Splitting

The first time you found me,

I was a little girl.

You told me I could trust you

and then you turned around and ruined me.

 

And now, years later, you find me again.

You are different this time, younger and female,

but the words you whisper in my ear are still the same.

They silence any objection I have and force me to believe

that you are right.

and I am wrong.

 

From underwater, I hear you growl darkly, “You can’t leave me,”

and for a split second, I swear I feel your hands on my shoulders,

shaking me and I think

you're hurting me

until I realize it is just me trembling in blind fear.

 

Can’t you see?

You’re scaring me.

The lies that flow so effortlessly from my lips

like milk and honey, to keep me safe like they have all my life.

And you’re so desperate for affection

that you just lap them right up like a scrawny stray

never once stopping to question

whether or not I felt forced to feed them to you.

 

And now somehow it’s my fault.

 

“You don’t get to decide if you want to leave me.”

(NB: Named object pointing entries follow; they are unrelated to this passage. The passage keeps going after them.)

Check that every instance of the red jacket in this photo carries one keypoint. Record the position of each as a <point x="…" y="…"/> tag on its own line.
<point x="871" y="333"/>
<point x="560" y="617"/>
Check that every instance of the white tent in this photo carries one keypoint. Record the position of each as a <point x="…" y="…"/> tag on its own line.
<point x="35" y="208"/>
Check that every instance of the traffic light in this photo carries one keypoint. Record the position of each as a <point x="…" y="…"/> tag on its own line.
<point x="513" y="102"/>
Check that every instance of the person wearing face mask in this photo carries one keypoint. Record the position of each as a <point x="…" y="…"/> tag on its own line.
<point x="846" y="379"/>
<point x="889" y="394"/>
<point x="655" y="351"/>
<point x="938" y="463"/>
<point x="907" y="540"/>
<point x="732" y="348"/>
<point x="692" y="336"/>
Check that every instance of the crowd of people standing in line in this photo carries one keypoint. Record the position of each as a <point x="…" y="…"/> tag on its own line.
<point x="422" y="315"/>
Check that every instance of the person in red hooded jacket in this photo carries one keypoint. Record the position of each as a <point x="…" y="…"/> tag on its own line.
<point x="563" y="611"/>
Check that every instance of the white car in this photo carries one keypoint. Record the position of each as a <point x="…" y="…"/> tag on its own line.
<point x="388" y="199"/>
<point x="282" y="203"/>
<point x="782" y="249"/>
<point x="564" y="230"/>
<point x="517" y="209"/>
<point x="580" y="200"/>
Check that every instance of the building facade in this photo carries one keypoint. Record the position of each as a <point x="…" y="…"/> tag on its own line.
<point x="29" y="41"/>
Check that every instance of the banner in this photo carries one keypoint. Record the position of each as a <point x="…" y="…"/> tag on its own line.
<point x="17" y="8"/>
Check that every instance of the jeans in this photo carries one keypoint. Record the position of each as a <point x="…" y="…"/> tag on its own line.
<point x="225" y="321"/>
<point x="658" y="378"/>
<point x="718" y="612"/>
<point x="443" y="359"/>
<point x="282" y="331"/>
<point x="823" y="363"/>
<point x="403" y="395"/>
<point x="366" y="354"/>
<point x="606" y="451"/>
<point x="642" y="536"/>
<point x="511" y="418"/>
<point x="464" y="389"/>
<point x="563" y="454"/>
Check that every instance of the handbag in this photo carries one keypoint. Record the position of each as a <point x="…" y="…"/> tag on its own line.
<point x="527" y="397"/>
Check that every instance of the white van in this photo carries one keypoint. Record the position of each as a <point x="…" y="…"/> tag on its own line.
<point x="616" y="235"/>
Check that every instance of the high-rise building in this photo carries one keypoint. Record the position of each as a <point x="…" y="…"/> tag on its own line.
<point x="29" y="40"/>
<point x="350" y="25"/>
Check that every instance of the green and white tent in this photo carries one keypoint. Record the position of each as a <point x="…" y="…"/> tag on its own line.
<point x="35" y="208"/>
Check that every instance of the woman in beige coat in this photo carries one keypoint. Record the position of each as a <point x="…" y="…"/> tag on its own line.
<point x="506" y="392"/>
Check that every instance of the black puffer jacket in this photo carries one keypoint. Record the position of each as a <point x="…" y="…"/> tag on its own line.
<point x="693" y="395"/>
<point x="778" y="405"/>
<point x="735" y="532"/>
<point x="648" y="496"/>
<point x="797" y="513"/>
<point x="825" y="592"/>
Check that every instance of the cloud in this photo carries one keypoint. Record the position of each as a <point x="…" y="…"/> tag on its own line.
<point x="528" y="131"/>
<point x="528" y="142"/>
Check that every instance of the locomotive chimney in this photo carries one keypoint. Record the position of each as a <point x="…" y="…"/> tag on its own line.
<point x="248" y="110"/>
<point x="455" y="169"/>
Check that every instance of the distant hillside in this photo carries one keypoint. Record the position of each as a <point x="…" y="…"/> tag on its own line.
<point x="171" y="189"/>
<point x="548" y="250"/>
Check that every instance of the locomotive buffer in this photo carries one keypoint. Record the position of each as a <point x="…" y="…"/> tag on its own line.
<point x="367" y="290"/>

Your eyes are manic in the near twilight,

the warm brown I had grown accustomed to

now glowed eerily in the dark.

And instead I hear -

“you don’t have a choice because I will do what I want

and you will keep quiet”

Because isn’t that the same thing you said to me, over ten years ago?

 

“I love you and I’m not leaving you, no matter what you say.”

You’re sick, how you prey on someone’s loneliness.

Because you know I have no friends that care,

no family that would believe me.

Yes

I am broken

but not too broken to be bent by your bruised, blistered hands.

not again.

 

Your long arm snakes towards me in the dark

and the bruise -

that you so handsomely acquired

just two weeks prior

by punching the steering wheel in what you must think

was so brave in an attempt to control your blind rage when I refused you that night -

catches my eye and draws my attention to it

like a moth to a flame,

and suddenly my body is prepared for what I know will come next.

 

And I flinch.

Hard.

Something shrill hits my ear, falls unto my lap -

it is my scream, they are my tears.

They are foreign to me, and yet, I know them all too well.

I glance up,

mortified less at my own reaction

and more at how I would be punished,

to see your simmering glare narrowed at me

so hot with pure fury

like my mother’s hot comb against my scalp early Sunday morning

 

“Did you really think I was going to hit you?! How stupid could you be?”

you’re yelling now

and I cower in your shadow.

I am sorry.

I do not understand how I am different from that steering wheel.

 

I am confused

as to why someone would be so angry

at the person they claim to love.

If they flinch away from your touch.

does it mean you’ve done a good job “loving” them?

 

“If you walk away from me now, you’ll never see me again,”

I leave.

If only because I didn’t have a chance to escape from your dirty fingers

at 7

and a small part of me is grateful for that ultimatum.

 

Because I knew then

as I know now

that you did not love

because love does not destroy

and I am still discovering burns

from ten years ago.

 

So while I may not know exactly what a healthy relationship looks like,

I sure as hell can tell you what it doesn’t.

Even if I didn’t realize the signs until only a month ago.